I am a hiker.  But at home, no one uses a machete to blaze the trail prior to walking on it as Souza, our Amazon guide, did, creating a path in the overgrown rainforest step by step.  Slicing, swatting, swooping, chopping, no branch, bush, vine or twig was safe. 

The hike was one of four daily activities during an 8-day adventure exploring Amazonia. Calling the Tucano, a 16-passenger riverboat, home, my husband and I traveled more than 200 miles along Brazil's Rio Negro. For daily excursions, we clamored aboard a small power launch which took us hiking, bird-watching, and village hopping, and on night-time outings that dramatized the allure of the river not experienced in any other way. 

Souza demanded quiet during our launch rides, using all of his senses to read the forest, listening for the breaking of a branch or a flutter through the trees, sniffing for animal odors, scanning leaves above and below for motion, or the water for ripples… and alerting us at every junction of what he has discovered. On our own, we would have heard, felt and discerned nothing. 

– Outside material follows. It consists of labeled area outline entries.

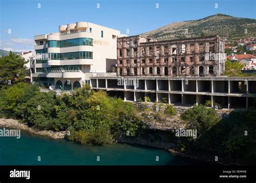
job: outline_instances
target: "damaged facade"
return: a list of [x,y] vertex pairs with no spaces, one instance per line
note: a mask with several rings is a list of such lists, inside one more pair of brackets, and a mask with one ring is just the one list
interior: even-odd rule
[[117,39],[118,76],[219,76],[224,43],[217,36],[157,41],[141,36]]

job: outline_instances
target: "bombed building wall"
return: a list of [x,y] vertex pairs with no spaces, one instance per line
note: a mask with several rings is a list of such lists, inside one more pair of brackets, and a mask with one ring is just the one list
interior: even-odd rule
[[158,41],[140,36],[117,41],[117,74],[122,76],[220,76],[224,44],[218,36]]

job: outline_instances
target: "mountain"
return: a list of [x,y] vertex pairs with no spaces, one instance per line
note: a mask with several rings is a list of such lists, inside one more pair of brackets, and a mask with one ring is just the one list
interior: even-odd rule
[[[186,33],[187,29],[188,33]],[[247,33],[245,33],[247,29]],[[256,19],[218,13],[194,20],[174,22],[143,34],[158,40],[218,34],[228,39],[256,37]]]
[[[21,52],[12,52],[14,54],[19,54]],[[3,57],[5,57],[9,55],[10,53],[10,51],[5,51],[3,50],[1,50],[0,49],[0,58],[2,58]]]

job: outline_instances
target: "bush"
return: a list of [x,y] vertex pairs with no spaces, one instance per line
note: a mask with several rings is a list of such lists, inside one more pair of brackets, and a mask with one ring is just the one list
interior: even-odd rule
[[194,105],[184,112],[181,118],[188,121],[190,127],[196,128],[199,133],[208,130],[220,120],[214,110],[203,105]]
[[175,116],[177,114],[177,110],[173,108],[172,105],[169,105],[166,107],[165,112],[170,116]]

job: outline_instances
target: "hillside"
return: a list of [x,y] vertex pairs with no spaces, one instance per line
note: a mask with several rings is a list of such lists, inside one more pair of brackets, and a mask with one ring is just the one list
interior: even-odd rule
[[[13,52],[13,53],[14,54],[19,54],[19,53],[21,53],[20,52]],[[10,53],[10,51],[0,49],[0,58],[2,58],[3,57],[4,57],[6,55],[8,55],[9,53]]]
[[[186,34],[186,29],[188,34]],[[245,29],[247,30],[247,34],[245,34]],[[198,20],[175,22],[142,34],[158,40],[215,34],[227,37],[228,39],[256,37],[256,19],[218,13]]]

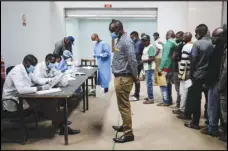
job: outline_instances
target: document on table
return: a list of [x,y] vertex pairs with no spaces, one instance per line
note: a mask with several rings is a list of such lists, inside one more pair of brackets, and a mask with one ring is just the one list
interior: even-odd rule
[[186,88],[189,88],[189,87],[191,87],[191,86],[192,86],[192,80],[191,80],[191,79],[186,80],[186,81],[185,81],[185,87],[186,87]]
[[36,94],[48,94],[48,93],[54,93],[54,92],[60,92],[60,91],[62,91],[60,88],[51,88],[49,90],[37,91]]

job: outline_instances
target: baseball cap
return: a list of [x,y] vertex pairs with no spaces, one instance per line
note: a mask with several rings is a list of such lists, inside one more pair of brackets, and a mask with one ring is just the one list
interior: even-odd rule
[[142,40],[150,41],[150,36],[149,35],[144,35],[142,37]]
[[71,42],[71,44],[74,44],[74,37],[68,36],[67,40],[69,40]]

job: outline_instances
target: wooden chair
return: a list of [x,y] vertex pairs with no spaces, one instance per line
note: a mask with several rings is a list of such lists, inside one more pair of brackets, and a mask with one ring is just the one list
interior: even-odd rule
[[[81,67],[83,67],[83,66],[98,67],[96,65],[96,60],[95,59],[81,59]],[[96,79],[97,76],[96,76],[96,74],[97,74],[97,72],[93,76],[89,77],[89,79],[91,80],[91,85],[88,85],[88,86],[91,86],[92,89],[94,89],[94,86],[96,88],[96,85],[97,85],[97,79]]]
[[[14,68],[14,66],[8,67],[6,69],[6,75],[13,68]],[[33,117],[35,119],[35,124],[36,124],[35,128],[37,128],[37,126],[38,126],[38,123],[37,123],[38,120],[36,118],[34,111],[29,110],[29,109],[23,110],[23,105],[20,105],[17,100],[15,100],[15,99],[2,99],[3,85],[4,85],[4,81],[1,79],[1,121],[4,119],[10,119],[11,122],[20,123],[20,129],[23,132],[23,135],[21,135],[22,139],[20,139],[20,140],[1,140],[1,142],[5,142],[5,143],[18,142],[18,143],[21,143],[22,145],[24,145],[25,142],[28,140],[28,128],[25,125],[24,118],[33,115]],[[4,101],[14,102],[17,106],[17,111],[9,112],[9,111],[3,110],[3,102]],[[20,120],[18,120],[18,118],[20,118]]]

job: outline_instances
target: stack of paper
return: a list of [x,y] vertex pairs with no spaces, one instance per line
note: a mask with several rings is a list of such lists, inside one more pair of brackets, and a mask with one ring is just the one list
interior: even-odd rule
[[37,91],[36,94],[48,94],[48,93],[54,93],[54,92],[60,92],[60,91],[62,91],[60,88],[51,88],[49,90]]

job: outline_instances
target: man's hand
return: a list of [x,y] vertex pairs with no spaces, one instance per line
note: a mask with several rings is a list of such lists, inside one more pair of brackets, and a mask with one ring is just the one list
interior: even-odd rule
[[139,82],[139,78],[138,77],[133,77],[133,80],[134,80],[135,83]]
[[41,86],[42,90],[49,90],[50,87],[51,86],[49,84],[45,84],[45,85]]

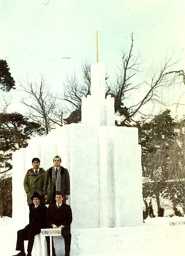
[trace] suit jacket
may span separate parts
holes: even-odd
[[[41,203],[44,204],[43,195],[46,171],[43,168],[40,168],[39,173],[35,176],[34,168],[29,169],[24,180],[24,187],[27,194],[28,204],[32,203],[31,197],[34,192],[37,192],[41,196]]]
[[[46,173],[44,181],[44,194],[47,195],[46,204],[51,204],[53,193],[53,182],[52,180],[52,167],[48,169]],[[60,192],[65,195],[70,194],[70,181],[68,169],[60,166],[61,175]]]
[[[71,207],[63,203],[58,209],[56,203],[50,204],[48,207],[47,219],[49,225],[55,224],[57,227],[61,225],[70,227],[72,219]]]
[[[39,231],[40,232],[41,228],[44,228],[47,226],[46,216],[47,208],[42,204],[40,204],[35,209],[33,204],[30,209],[29,215],[29,224],[25,228]]]

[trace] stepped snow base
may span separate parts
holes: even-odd
[[[70,255],[110,253],[123,250],[135,241],[134,235],[131,233],[128,235],[128,229],[134,227],[98,228],[83,229],[72,229]],[[32,256],[47,256],[46,244],[45,237],[40,234],[35,237]],[[126,244],[128,238],[130,240],[129,244]],[[64,240],[62,237],[53,237],[56,256],[65,255]]]

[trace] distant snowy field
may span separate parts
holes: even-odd
[[[184,256],[185,217],[148,217],[145,222],[142,226],[122,228],[124,234],[123,250],[120,251],[118,248],[114,253],[96,255]],[[11,218],[0,217],[0,256],[11,256],[17,253],[15,250],[16,234],[18,229],[21,228],[18,223],[13,223]],[[80,256],[92,255],[95,255]]]

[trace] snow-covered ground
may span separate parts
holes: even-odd
[[[123,250],[118,248],[114,253],[80,256],[184,256],[185,217],[148,217],[145,222],[142,226],[122,228]],[[10,218],[0,218],[0,256],[17,253],[15,250],[17,226],[18,224],[15,225]]]

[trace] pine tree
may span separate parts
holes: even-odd
[[[0,59],[0,89],[6,92],[15,89],[15,82],[9,70],[6,61]]]

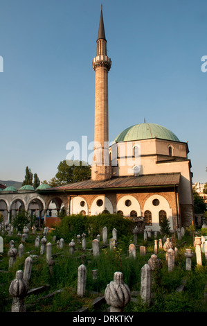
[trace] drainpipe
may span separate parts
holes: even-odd
[[[174,195],[175,195],[175,203],[176,203],[176,214],[177,214],[177,228],[180,228],[180,221],[179,221],[179,212],[178,212],[178,203],[177,203],[177,191],[176,189],[175,185],[174,185]]]

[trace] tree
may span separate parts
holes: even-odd
[[[57,182],[62,185],[89,180],[91,178],[91,166],[82,161],[62,161],[55,175]]]
[[[33,182],[33,186],[35,188],[37,188],[37,187],[39,187],[40,185],[40,181],[39,181],[39,179],[37,176],[37,173],[35,173],[34,174],[34,182]]]
[[[24,177],[24,180],[22,182],[22,186],[26,186],[28,185],[33,185],[33,174],[31,173],[31,170],[26,166],[26,175]]]

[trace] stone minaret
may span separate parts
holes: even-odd
[[[91,180],[102,181],[111,177],[109,154],[108,71],[111,65],[107,56],[107,40],[101,7],[96,56],[93,60],[96,71],[94,154]]]

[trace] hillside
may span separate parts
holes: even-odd
[[[2,185],[6,185],[6,187],[10,187],[10,186],[15,187],[15,188],[17,188],[17,189],[20,188],[22,185],[22,182],[21,182],[19,181],[13,181],[13,180],[4,181],[4,180],[0,180],[0,183],[1,183]]]

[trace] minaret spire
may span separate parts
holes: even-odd
[[[101,6],[96,56],[93,60],[96,72],[94,154],[91,180],[101,181],[111,177],[109,152],[108,72],[111,61],[107,56],[107,40]]]

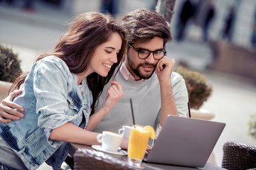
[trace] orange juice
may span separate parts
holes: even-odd
[[[143,159],[149,143],[149,132],[143,127],[137,125],[132,128],[128,145],[128,157],[134,159]]]

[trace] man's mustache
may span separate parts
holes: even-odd
[[[140,67],[140,66],[142,66],[142,67],[143,66],[149,66],[149,67],[154,67],[155,68],[156,65],[156,64],[150,64],[150,63],[148,63],[148,62],[144,62],[144,63],[139,64],[138,67]]]

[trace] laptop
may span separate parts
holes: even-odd
[[[203,167],[225,123],[169,115],[144,161]]]

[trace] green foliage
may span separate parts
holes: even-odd
[[[22,72],[20,62],[18,54],[0,44],[0,80],[14,82]]]
[[[181,66],[174,68],[174,71],[180,74],[185,80],[191,108],[198,109],[210,96],[212,86],[208,84],[206,77],[198,72],[188,70]]]
[[[249,121],[249,135],[256,139],[256,115],[251,115]]]

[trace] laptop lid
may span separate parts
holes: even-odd
[[[225,123],[169,115],[146,162],[203,167]]]

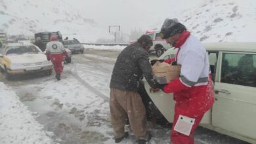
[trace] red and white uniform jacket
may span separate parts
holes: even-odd
[[[208,54],[200,41],[188,31],[183,31],[175,44],[179,48],[176,61],[181,65],[180,77],[165,84],[163,92],[173,92],[177,105],[188,113],[203,113],[214,102]],[[166,60],[171,63],[174,60]],[[181,111],[186,113],[185,111]]]
[[[63,62],[62,54],[68,57],[68,52],[65,50],[63,44],[59,41],[50,41],[46,45],[46,55],[51,58],[53,62]]]

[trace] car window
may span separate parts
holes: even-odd
[[[40,51],[35,46],[13,46],[7,48],[6,55],[37,54]]]
[[[63,43],[64,45],[79,44],[79,43],[77,41],[64,41]]]
[[[256,54],[224,53],[221,82],[256,87]]]
[[[154,39],[154,33],[148,34],[152,39]]]
[[[156,39],[157,40],[163,40],[160,37],[160,33],[158,33],[156,34]]]
[[[215,80],[215,71],[216,71],[216,65],[217,60],[218,57],[217,52],[207,52],[209,54],[209,62],[210,65],[211,72],[212,74],[213,81]]]

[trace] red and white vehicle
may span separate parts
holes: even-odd
[[[160,57],[165,50],[171,48],[171,46],[166,43],[165,39],[161,38],[160,31],[148,30],[146,34],[150,36],[153,40],[153,45],[150,51],[156,52],[156,56]]]

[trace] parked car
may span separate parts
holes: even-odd
[[[35,45],[12,43],[1,50],[0,69],[9,79],[12,75],[39,71],[51,75],[53,64]]]
[[[68,52],[68,58],[66,58],[65,54],[63,54],[63,60],[64,61],[64,63],[71,63],[71,58],[72,57],[72,52],[68,48],[65,48],[66,51]]]
[[[68,48],[72,52],[80,52],[83,53],[85,48],[77,40],[66,40],[63,41],[64,48]]]
[[[215,101],[200,126],[256,143],[256,43],[216,43],[204,46],[209,54]],[[159,58],[173,58],[175,53],[169,49]],[[162,115],[172,122],[175,104],[173,94],[161,90],[150,93],[146,82],[145,87],[161,112],[153,115]]]
[[[56,31],[56,32],[44,31],[44,32],[36,33],[34,34],[35,41],[37,39],[37,37],[40,37],[41,41],[42,41],[42,42],[44,44],[45,47],[43,48],[43,49],[45,49],[46,45],[47,44],[48,42],[50,41],[50,37],[52,34],[57,35],[58,41],[63,43],[62,35],[60,31]]]
[[[150,47],[150,52],[156,52],[156,55],[160,57],[163,52],[171,48],[171,46],[166,43],[165,39],[162,39],[160,35],[160,31],[148,30],[146,34],[150,36],[153,40],[153,45]]]

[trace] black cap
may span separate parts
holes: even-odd
[[[166,39],[186,30],[186,27],[177,19],[166,19],[161,27],[160,37]]]

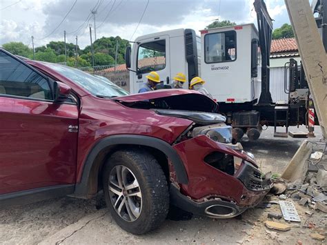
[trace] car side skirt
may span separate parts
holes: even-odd
[[[0,195],[0,208],[12,205],[28,204],[48,199],[63,197],[74,193],[75,184],[38,188]]]

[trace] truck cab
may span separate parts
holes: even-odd
[[[158,72],[165,85],[183,72],[188,81],[201,76],[219,102],[252,101],[261,89],[257,43],[258,32],[253,24],[204,30],[201,39],[191,29],[139,37],[131,54],[131,92],[138,92],[151,71]],[[184,86],[188,88],[188,84]]]

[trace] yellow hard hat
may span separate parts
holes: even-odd
[[[157,73],[156,72],[150,72],[148,76],[146,76],[146,77],[148,79],[155,81],[156,83],[160,82],[160,77],[159,76],[159,74]]]
[[[182,72],[177,73],[172,79],[176,81],[181,81],[182,83],[185,83],[186,81],[186,76]]]
[[[204,84],[205,81],[199,77],[193,77],[191,80],[190,89],[192,89],[192,87],[193,87],[195,84],[199,84],[199,83]]]

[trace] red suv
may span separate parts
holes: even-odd
[[[128,95],[81,70],[0,49],[0,206],[103,190],[123,229],[142,234],[170,205],[217,218],[271,187],[209,97],[188,90]]]

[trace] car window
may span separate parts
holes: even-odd
[[[137,55],[137,72],[147,73],[166,67],[166,40],[141,44]]]
[[[128,92],[111,82],[108,83],[103,81],[103,79],[99,79],[80,70],[52,63],[42,62],[42,63],[72,80],[93,95],[114,97],[128,95]]]
[[[48,81],[33,70],[0,51],[0,95],[52,99]]]

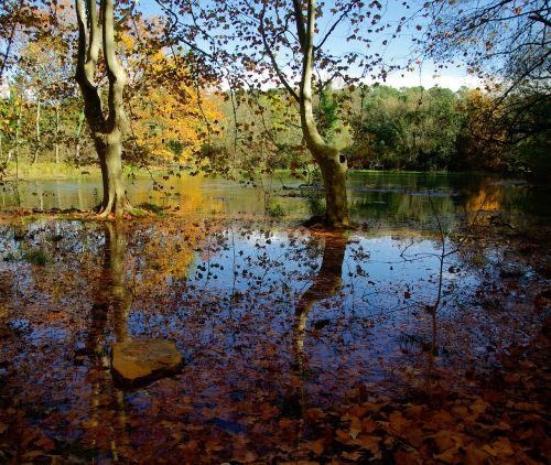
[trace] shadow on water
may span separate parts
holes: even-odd
[[[422,229],[320,234],[196,216],[2,224],[10,458],[32,447],[88,463],[298,457],[321,434],[313,414],[419,386],[428,361],[428,376],[453,386],[464,365],[493,363],[480,347],[505,352],[536,325],[480,296],[503,257],[466,245],[442,267],[439,344],[450,354],[429,359],[441,246]],[[110,347],[143,338],[175,340],[187,364],[122,391]]]

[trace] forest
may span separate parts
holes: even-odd
[[[550,42],[542,0],[1,2],[0,463],[548,464]]]

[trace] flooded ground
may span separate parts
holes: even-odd
[[[350,172],[350,213],[356,220],[408,223],[420,229],[439,215],[479,209],[551,218],[551,188],[522,180],[503,180],[473,173]],[[153,203],[168,212],[186,214],[263,215],[276,203],[287,218],[304,219],[323,208],[323,193],[287,175],[255,184],[182,175],[138,176],[127,181],[132,205]],[[0,209],[21,206],[34,210],[80,210],[99,204],[101,180],[22,181],[0,192]],[[432,204],[432,205],[431,205]],[[268,208],[269,210],[269,208]]]
[[[522,364],[547,253],[509,191],[423,192],[346,233],[204,197],[209,215],[4,220],[0,462],[544,463],[541,367]],[[151,338],[181,372],[125,389],[112,344]]]

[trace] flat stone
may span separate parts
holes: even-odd
[[[111,374],[125,388],[149,385],[175,375],[184,358],[174,343],[164,339],[131,339],[112,346]]]

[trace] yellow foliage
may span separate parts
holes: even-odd
[[[134,46],[125,35],[126,52]],[[131,55],[129,86],[132,136],[147,154],[161,160],[183,162],[196,152],[216,131],[222,111],[205,93],[199,93],[182,57],[170,57],[162,51]]]

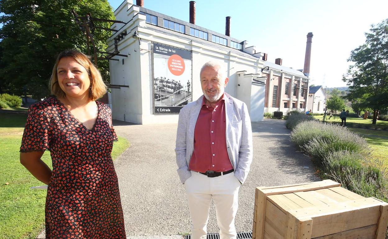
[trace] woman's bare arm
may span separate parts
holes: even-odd
[[[52,172],[41,158],[44,151],[20,153],[20,163],[36,179],[48,185]]]

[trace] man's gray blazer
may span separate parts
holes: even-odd
[[[246,179],[252,162],[251,119],[245,103],[225,94],[227,149],[234,175],[242,184]],[[175,152],[178,174],[182,183],[191,175],[188,165],[194,151],[194,130],[203,97],[187,104],[179,113]]]

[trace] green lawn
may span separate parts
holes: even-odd
[[[19,148],[26,115],[0,113],[0,239],[33,239],[44,225],[47,191],[29,189],[43,184],[19,162]],[[113,144],[116,158],[129,146],[119,136]],[[50,167],[50,152],[42,159]]]
[[[314,118],[317,119],[320,121],[323,120],[323,115],[314,115]],[[332,117],[329,120],[329,116],[326,116],[325,121],[328,122],[340,122],[341,123],[341,119],[339,116],[336,117],[335,119],[334,119],[334,117]],[[357,124],[372,124],[372,119],[364,119],[362,118],[354,118],[353,117],[348,117],[346,118],[346,123],[356,123]],[[384,127],[388,127],[388,121],[384,121],[383,120],[377,120],[376,124],[383,126]]]
[[[372,148],[372,156],[382,161],[385,167],[388,169],[388,131],[355,128],[348,129],[363,137]]]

Souza’s most amazing talent was his ability to identify the multitudes of birds traversing the river and forest, many of whose calls he could replicate precisely. He could imitate more birds than the most gifted comedian can impersonate celebrities. He carried on such intimate conversations, that halfway through a lengthy discussion with a blackish gray antshrike, I think they became engaged. Then Souza, fickle male that he is, romanced a colorful blue-beaked Trogan perched upon a dead branch high in a tree. As one of my travel companions observed, “If you don’t like birds, you might as well take the next flight home.”